Monday, July 14, 2008

Air Like Fog

I'll always remember those bluffs, those canyons they embraced, the cool air on the trails, the kind of quiet that is only found in the woods.

Giant City State Park, located in the hills of Southern Illinois, seemed an almost magical place to go when I was a child. What a treat it was to trudge those trails, imagining all the others who had walked there before, when it was all wilderness.

As a child I relished family outings there, especially those which extended into the evening, when we'd sit around, watching the crackling flames dancing in a fireplace in one of the shelters, listening to the adults trading stories, hoping to catch some of the night sounds of the woods, too.

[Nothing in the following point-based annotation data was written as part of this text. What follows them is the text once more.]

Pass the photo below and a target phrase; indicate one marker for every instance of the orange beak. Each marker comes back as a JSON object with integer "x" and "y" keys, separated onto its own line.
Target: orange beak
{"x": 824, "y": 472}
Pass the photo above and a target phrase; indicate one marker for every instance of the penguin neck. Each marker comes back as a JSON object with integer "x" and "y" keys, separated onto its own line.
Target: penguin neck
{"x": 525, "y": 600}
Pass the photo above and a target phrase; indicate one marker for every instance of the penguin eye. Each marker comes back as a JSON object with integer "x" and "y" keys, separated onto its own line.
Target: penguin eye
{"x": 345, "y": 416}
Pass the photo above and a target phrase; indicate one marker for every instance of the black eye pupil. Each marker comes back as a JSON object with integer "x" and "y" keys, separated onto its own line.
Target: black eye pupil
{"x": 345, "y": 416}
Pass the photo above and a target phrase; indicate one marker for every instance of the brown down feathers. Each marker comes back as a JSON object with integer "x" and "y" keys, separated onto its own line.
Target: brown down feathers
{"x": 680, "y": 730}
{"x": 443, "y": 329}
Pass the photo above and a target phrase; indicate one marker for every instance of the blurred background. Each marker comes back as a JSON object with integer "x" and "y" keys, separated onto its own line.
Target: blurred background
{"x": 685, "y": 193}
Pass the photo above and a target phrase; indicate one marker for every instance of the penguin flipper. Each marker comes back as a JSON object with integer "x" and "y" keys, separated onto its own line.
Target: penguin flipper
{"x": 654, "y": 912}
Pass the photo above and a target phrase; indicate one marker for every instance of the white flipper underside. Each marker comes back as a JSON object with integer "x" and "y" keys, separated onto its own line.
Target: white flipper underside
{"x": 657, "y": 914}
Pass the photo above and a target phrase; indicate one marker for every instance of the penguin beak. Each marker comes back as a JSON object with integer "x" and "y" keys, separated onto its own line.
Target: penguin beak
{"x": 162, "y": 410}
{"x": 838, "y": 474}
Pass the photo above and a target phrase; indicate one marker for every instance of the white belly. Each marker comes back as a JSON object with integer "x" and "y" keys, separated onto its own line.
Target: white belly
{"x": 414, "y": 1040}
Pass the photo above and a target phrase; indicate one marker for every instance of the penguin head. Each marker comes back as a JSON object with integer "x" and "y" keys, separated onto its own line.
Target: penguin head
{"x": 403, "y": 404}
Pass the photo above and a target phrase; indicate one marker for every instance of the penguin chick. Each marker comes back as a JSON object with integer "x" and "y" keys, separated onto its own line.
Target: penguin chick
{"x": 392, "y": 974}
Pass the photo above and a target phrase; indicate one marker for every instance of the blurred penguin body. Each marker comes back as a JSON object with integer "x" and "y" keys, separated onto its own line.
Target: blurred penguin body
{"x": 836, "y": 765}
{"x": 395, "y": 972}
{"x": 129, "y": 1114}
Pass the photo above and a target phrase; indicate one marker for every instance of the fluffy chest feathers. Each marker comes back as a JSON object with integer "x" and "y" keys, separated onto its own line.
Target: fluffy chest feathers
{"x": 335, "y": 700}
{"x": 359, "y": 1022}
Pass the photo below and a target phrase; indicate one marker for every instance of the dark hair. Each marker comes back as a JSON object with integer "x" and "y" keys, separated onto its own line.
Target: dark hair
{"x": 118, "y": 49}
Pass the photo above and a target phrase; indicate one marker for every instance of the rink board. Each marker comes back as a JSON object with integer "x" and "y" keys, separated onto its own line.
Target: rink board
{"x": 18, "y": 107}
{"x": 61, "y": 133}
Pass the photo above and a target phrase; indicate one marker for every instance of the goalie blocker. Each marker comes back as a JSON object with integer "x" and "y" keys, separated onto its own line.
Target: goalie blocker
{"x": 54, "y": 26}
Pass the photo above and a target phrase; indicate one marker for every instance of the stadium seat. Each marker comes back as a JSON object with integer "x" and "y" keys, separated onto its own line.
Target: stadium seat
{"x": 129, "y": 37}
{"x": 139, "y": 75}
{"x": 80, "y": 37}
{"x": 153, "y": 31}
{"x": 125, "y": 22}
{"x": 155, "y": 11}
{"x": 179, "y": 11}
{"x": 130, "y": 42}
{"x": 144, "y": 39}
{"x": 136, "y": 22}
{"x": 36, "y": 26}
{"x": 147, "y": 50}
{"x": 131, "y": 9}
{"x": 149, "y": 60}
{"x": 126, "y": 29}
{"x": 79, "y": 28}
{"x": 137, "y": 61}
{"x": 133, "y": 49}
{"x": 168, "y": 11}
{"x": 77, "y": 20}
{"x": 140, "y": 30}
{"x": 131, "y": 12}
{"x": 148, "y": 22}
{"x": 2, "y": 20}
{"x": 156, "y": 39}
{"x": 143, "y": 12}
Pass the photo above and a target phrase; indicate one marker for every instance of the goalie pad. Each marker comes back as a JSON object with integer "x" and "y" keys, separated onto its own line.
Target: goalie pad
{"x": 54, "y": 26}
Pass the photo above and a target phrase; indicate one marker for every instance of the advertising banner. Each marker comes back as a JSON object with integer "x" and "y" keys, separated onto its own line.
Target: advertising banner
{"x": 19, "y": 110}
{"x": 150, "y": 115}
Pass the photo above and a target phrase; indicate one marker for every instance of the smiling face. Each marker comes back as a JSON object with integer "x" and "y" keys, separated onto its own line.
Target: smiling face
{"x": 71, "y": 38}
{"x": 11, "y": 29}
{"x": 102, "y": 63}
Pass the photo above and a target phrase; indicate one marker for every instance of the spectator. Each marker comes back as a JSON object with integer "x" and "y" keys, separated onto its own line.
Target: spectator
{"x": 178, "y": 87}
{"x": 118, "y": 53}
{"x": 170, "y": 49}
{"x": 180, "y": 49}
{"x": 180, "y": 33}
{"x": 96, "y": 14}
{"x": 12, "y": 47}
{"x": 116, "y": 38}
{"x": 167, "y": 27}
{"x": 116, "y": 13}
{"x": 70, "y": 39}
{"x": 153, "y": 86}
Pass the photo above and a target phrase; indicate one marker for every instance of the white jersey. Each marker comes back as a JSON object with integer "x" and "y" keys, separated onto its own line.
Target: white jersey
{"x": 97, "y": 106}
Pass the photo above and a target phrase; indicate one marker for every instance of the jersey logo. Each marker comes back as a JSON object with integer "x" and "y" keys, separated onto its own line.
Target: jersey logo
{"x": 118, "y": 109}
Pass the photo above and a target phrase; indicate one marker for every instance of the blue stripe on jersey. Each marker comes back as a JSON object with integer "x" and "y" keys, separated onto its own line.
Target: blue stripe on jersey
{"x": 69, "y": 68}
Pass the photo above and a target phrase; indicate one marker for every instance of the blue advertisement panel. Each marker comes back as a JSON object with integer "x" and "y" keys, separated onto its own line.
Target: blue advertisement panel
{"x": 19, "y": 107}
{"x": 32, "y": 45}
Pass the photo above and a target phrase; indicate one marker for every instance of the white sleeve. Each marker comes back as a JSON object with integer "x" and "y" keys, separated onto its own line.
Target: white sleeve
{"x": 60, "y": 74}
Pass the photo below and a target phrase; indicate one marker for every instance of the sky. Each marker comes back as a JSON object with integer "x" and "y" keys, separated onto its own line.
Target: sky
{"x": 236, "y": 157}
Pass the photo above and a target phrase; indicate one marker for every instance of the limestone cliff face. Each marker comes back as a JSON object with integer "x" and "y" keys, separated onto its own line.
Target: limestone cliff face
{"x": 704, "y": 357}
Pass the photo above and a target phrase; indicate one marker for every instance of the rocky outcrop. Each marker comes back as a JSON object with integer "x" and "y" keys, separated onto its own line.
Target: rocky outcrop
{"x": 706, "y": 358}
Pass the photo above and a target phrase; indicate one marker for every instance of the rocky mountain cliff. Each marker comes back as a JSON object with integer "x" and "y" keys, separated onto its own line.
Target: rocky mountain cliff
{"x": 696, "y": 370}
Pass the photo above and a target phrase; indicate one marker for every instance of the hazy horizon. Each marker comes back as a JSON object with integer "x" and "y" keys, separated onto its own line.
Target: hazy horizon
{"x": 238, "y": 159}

Later, I took my own young family there to camp, to go tramping down the same trails I had explored, to let them feast on the same sights and sounds I had enjoyed.

In more recent years, when there were just the two of us on trips back to the place where I grew up, we always managed at least a drive through the park. Those drives rekindled so many memories ... so many ...

This poem, which embodies some of those memories, is part of my first collection, Chance of Rain, published by Finishing Line Press:

AIR LIKE FOG

Morning air clings to me like fog

as I enter the deep, cool canyons

that thread the water-rounded bluffs,

where I pause for a moment to look

about, to drink an ancient silence

that flows and deepens while lichens

struggle up the pocked, towering walls,

up, up toward a swallow's nest, high

where clinging ferns await the random

blessings of summer shade and transient

yellow light; then I notice soft-edged

flecks of light dancing on the trail

where others must have stood watching,

where they may have heard, as I do now,

a crow, distant, calling them by name.

© 2005



***

Today's word: crackling

Afterthoughts ... in response to your comments:

Thank you, Helen, for that comment ... for adding to the collection of memories which abound with those who have ever visited Giant City ... but particularly those who were lucky enough to have grown up within striking distance of the park. Just strolling its trails always brought a sense of its place in history to me.

1 comment:

Anonymous said...

I can't pass up commenting on this poem and the Chosen Words introductiory.  Of course, to me, Giant City is one of the most pleasant memories I have.  It began even before my brother helped put it together in the CCC camp.  When I read your poem, the looking up at the narrow passageway paths between the cliff sides, came to life again.  So did the picknicking and creeks...and family.  The thoughts, as a kid, of the Indians who were there before me walking them...and the Civil War soldiers hiding there...all came alive again.  You mentioned the woods...there is no more beautiful than those with the dogwood and rosebud.  I loved the words and wording of your poem.  Your poems always have a slight turn or twist to them in the ending.